09.51 |
Ke Manakah Anak-Anak Jenius Kepri Menghilang?
Add caption |
”Setiap anak adalah jenius, sampai para orangtua dan sekolah yang merusak kejeniusan mereka….”
Saya merenungkan kalimat di atas sejak beberapa waktu belakangan.
Seorang pakar pendidikan, Thomas Armstrong pernah menulis buku dengan
judul yang agak mengelitik: Awakening Genius in The Classroom. Kalau
diterjemahkan secara bebas, mungkin bisa diartikan begini: membangkitkan
kejeniusan anak di dalam kelas. Pertanyaannya, pertama, apakah
anak-anak di dalam kelas tertekan, sehingga gagal mengeluarkan
kejeniusan mereka?

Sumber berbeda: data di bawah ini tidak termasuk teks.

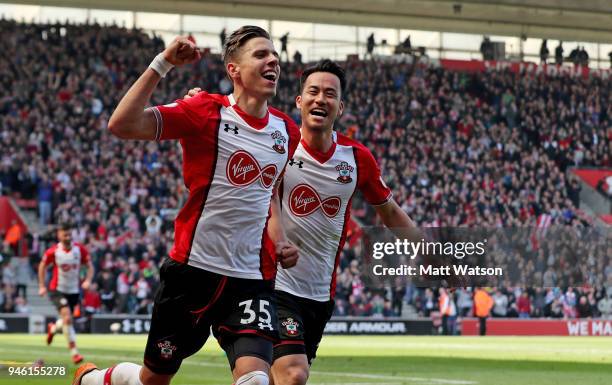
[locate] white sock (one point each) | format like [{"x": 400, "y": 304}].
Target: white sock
[
  {"x": 256, "y": 377},
  {"x": 57, "y": 326},
  {"x": 125, "y": 373}
]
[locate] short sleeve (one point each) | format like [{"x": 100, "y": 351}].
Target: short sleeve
[
  {"x": 185, "y": 118},
  {"x": 294, "y": 137},
  {"x": 371, "y": 184},
  {"x": 84, "y": 254},
  {"x": 49, "y": 256}
]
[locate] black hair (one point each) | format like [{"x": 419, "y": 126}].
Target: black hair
[{"x": 324, "y": 65}]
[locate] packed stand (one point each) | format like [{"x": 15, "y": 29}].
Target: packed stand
[{"x": 488, "y": 149}]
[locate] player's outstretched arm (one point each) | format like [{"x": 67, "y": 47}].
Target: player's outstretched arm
[
  {"x": 286, "y": 253},
  {"x": 398, "y": 221},
  {"x": 42, "y": 289},
  {"x": 90, "y": 270},
  {"x": 130, "y": 120}
]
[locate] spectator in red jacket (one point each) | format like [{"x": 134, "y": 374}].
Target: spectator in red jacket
[{"x": 523, "y": 305}]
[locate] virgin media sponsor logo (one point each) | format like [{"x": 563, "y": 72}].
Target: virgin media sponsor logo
[
  {"x": 243, "y": 169},
  {"x": 304, "y": 201}
]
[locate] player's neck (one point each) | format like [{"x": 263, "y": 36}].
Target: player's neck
[
  {"x": 250, "y": 104},
  {"x": 317, "y": 140}
]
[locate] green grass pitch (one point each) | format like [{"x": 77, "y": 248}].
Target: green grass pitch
[{"x": 358, "y": 360}]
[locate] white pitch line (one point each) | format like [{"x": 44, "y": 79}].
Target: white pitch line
[
  {"x": 356, "y": 383},
  {"x": 322, "y": 373},
  {"x": 396, "y": 378}
]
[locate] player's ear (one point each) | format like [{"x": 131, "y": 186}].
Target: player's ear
[
  {"x": 233, "y": 70},
  {"x": 298, "y": 102}
]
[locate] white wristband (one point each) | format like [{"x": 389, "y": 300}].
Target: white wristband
[{"x": 161, "y": 65}]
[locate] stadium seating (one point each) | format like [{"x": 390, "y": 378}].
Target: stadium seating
[{"x": 487, "y": 149}]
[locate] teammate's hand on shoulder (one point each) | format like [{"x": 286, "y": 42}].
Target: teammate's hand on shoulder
[
  {"x": 286, "y": 254},
  {"x": 192, "y": 92},
  {"x": 182, "y": 51}
]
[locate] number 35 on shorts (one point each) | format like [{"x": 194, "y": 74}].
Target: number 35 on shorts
[{"x": 256, "y": 312}]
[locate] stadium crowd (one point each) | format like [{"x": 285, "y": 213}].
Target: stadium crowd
[{"x": 486, "y": 149}]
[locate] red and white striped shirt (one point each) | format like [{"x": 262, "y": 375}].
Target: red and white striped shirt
[{"x": 231, "y": 162}]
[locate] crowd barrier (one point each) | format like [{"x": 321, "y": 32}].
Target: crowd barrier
[{"x": 139, "y": 324}]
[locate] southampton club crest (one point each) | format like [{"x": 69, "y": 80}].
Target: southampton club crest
[
  {"x": 344, "y": 170},
  {"x": 166, "y": 349},
  {"x": 279, "y": 142},
  {"x": 291, "y": 326}
]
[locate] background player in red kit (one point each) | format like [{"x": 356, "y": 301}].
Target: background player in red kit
[
  {"x": 219, "y": 274},
  {"x": 66, "y": 258},
  {"x": 316, "y": 193}
]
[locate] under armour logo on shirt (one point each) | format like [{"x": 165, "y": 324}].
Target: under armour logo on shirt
[
  {"x": 228, "y": 128},
  {"x": 292, "y": 162}
]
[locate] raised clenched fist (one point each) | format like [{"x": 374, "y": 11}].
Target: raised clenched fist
[{"x": 182, "y": 51}]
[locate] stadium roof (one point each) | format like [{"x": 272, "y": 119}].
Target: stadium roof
[{"x": 587, "y": 20}]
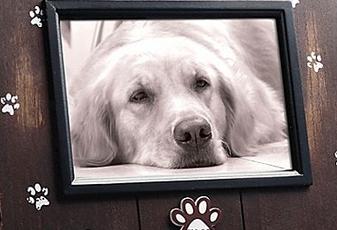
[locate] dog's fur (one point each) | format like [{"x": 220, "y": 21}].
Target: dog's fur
[{"x": 238, "y": 58}]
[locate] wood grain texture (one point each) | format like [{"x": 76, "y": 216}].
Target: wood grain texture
[
  {"x": 28, "y": 139},
  {"x": 28, "y": 150},
  {"x": 154, "y": 209},
  {"x": 314, "y": 207}
]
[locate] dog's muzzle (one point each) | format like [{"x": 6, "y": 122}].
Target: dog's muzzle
[{"x": 193, "y": 134}]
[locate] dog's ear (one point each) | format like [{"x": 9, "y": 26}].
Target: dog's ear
[
  {"x": 92, "y": 129},
  {"x": 239, "y": 118}
]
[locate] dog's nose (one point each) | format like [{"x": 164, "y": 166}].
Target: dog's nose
[{"x": 194, "y": 133}]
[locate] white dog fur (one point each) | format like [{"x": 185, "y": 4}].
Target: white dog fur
[{"x": 243, "y": 103}]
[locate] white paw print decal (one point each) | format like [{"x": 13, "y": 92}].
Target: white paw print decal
[
  {"x": 195, "y": 215},
  {"x": 36, "y": 16},
  {"x": 294, "y": 2},
  {"x": 38, "y": 196},
  {"x": 9, "y": 104},
  {"x": 314, "y": 61}
]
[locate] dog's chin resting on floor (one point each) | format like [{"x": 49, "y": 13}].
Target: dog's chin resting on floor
[{"x": 178, "y": 94}]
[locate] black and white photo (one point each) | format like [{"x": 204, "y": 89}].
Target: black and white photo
[{"x": 159, "y": 100}]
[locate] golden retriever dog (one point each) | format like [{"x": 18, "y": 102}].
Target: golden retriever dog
[{"x": 178, "y": 94}]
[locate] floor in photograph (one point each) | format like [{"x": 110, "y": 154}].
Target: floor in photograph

Kedua, apakah sebelum kita mengirimkan anak-anak kita
ke sekolah, ternyata kita telah gagal memberikan ruang yang begitu luas
bagi tumbuh kembangnya kejeniusan anak-anak kita di rumah?
Bertolak dari dua pertanyaan itu, kemudian saya mulai berusaha untuk
mencari sejumlah bahan bacaan terkait kejeniusan anak. Hasilnya, saya
menemukan banyak hal yang luar biasa. Seperti misalnya saja artikel yang
pernah dibuat oleh seorang wartawan senior yang kini menjadi pimpinan
di sebuah stasiun televisi, Ishadi SK. Dalam tulisan tersebut, Ishadi
mengungkapkan banyak sekali data-data tentang anak-anak Indonesia yang
jenius. Dan data itu membuat kita semua akan terbelalak.
Misalnya saja, seorang mahasiswa jurusan Fisika ITB, Anike Nelce
Bowaire, yang berasal dari Papua, ternyata memperoleh penghargaan First
to Nobel Prize in Physic 2005 dalam Kejuraan Fisika Dunia di Amerika.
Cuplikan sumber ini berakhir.